The Israeli raid on the PLO terrorists in Beirut’s Muslim Quarter missed one important target. Arafat. And so, on another September day, some 19 years later, September 13, 1993, Israeli Prime Minister Rabin shook hands with Arafat and proclaimed, “Enough of blood and tears! Enough!” But the blood and tears had only begun, as a PLO on its last legs was revived by that handshake and built its terrorist infrastructure inside Israel’s borders.

By 1993, the year of the infamous Rose Garden handshake, 45 Israelis had been killed and 34 injured in Muslim terrorist attacks. A year after the handshake, the toll stood at 109 Israelis dead and 456 wounded. By 2002, the year that Israel’s patience finally broke and Sharon sent forces storming into Arafat’s compound, the numbers for that year were a horrifying 451 dead and 2,348 wounded.

Today, some 40 years after that September in Munich and 19 years after the even worse tragedy of that September in Washington D.C., with over 1,500 dead since that fatal handshake, there have been rivers of blood and tears. And a shortage of bullets.

PLO officials these days are more likely to die of morbid obesity or, like Arafat, of AIDS, than of Israeli raids. They are nearly as likely to kill each other, like Arafat’s cousin, Moussa Arafat, the former head of the Palestinian Authority’s terrorist forces, who was dragged out of his home and shot by his own people. The murder of Mohammed Abu Shaaban, killed a week after the handshake, by his own people, was the first of a long string of Fatah on Fatah violence that is a far more likely cause of death for top terrorists than the jet planes and tanks of the hated Zionist regime.

[........]

Terrorists are a renewable resource. Arrest them, plant them in jail, let them study for advanced degrees and post status updates to Facebook while collecting salaries from the Palestinian Authority, funded by the United States and Europe, then trade them for a soldier. Then when they’ve gone back to their old habits, arrest them and trade them again. But doing that with territory is much harder. Let Israel try offering Ramallah a second time in exchange for peace and see what kind of howls rise out of the State Department in Washington D.C. and the Foreign Office in London.

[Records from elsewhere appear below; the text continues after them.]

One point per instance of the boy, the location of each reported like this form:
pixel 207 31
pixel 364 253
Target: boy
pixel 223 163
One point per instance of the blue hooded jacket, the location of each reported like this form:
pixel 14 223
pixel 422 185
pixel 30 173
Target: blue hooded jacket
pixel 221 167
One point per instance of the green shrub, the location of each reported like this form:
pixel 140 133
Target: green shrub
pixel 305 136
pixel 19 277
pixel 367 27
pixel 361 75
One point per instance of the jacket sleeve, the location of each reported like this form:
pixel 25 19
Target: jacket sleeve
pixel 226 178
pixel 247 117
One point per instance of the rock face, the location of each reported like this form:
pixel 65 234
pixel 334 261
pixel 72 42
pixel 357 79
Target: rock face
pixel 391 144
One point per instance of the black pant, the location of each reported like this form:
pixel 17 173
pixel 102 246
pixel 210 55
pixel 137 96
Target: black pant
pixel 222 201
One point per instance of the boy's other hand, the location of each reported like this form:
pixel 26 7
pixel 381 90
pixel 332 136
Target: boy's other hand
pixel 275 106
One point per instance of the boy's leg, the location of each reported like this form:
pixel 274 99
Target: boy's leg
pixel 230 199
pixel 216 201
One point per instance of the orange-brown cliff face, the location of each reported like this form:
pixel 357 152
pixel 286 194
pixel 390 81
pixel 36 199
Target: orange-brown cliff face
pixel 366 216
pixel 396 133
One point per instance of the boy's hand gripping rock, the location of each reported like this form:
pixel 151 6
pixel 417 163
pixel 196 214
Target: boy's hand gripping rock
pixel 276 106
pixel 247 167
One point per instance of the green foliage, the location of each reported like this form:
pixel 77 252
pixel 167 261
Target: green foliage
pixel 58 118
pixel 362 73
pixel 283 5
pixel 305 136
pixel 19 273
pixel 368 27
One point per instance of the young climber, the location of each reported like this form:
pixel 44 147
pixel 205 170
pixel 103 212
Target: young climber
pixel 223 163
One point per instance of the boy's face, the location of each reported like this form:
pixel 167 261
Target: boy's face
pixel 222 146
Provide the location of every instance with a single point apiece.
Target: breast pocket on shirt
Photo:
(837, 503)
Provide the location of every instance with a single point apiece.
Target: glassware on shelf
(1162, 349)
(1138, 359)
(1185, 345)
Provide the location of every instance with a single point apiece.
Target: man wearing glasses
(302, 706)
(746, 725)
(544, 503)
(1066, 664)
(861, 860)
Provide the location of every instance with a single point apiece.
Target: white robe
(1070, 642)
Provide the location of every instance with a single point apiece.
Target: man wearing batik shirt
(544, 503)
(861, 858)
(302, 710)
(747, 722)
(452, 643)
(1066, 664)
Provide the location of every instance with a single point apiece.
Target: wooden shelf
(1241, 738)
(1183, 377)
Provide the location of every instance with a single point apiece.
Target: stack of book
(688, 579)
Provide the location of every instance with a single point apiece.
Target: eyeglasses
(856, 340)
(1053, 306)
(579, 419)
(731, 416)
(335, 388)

The terrorists can offer Israel peace in exchange for Jerusalem, even though they already offered it in exchange for Ramallah, but Israel isn’t allowed to meet farce with farce by seizing Ramallah and then offering it back in exchange for peace.

Instead, Israel keeps putting new lands on the table, which Washington and London proclaim to be insufficient because something is too low a price to pay for nothing. Peace is a priceless commodity. while half of Israel’s capital is a negotiable commodity. But after two decades of negotiations, Israel is running out of things to negotiate with.

[........]

The rivers of tears keep flowing and, while Israeli spokesmen can list in detail every single casualty, tears don’t protect against murder. Neither do peace treaties. No amount of tears stopped the murder of Six Million Jews, convinced the British Foreign Ministry to allow Jews fleeing the Nazis into Israel or the State Department to allow them into the United States. The St. Louis and the Struma are both reminders of the futility of tears.

No amount of tears has convinced the International Olympic Committee to respond decently to the Munich Massacre. And no amount of tears from the tens of thousands mutilated, tortured, crippled, wounded, orphaned and widowed by the PLO in all its front groups, splinter groups and incarnations, including its current incarnation as a phony government, has been enough to stop American and European governments from supporting, arming and funding the terrorists.

Tears don’t protect against murder. They don’t stop killers from killing. They don’t prevent the authorities from looking the other way when the killings happen because there is something in it for them. They don’t bring the terrorists to justice. They don’t even ensure that the truth will be told, rather than the lie that rationalizes the crimes.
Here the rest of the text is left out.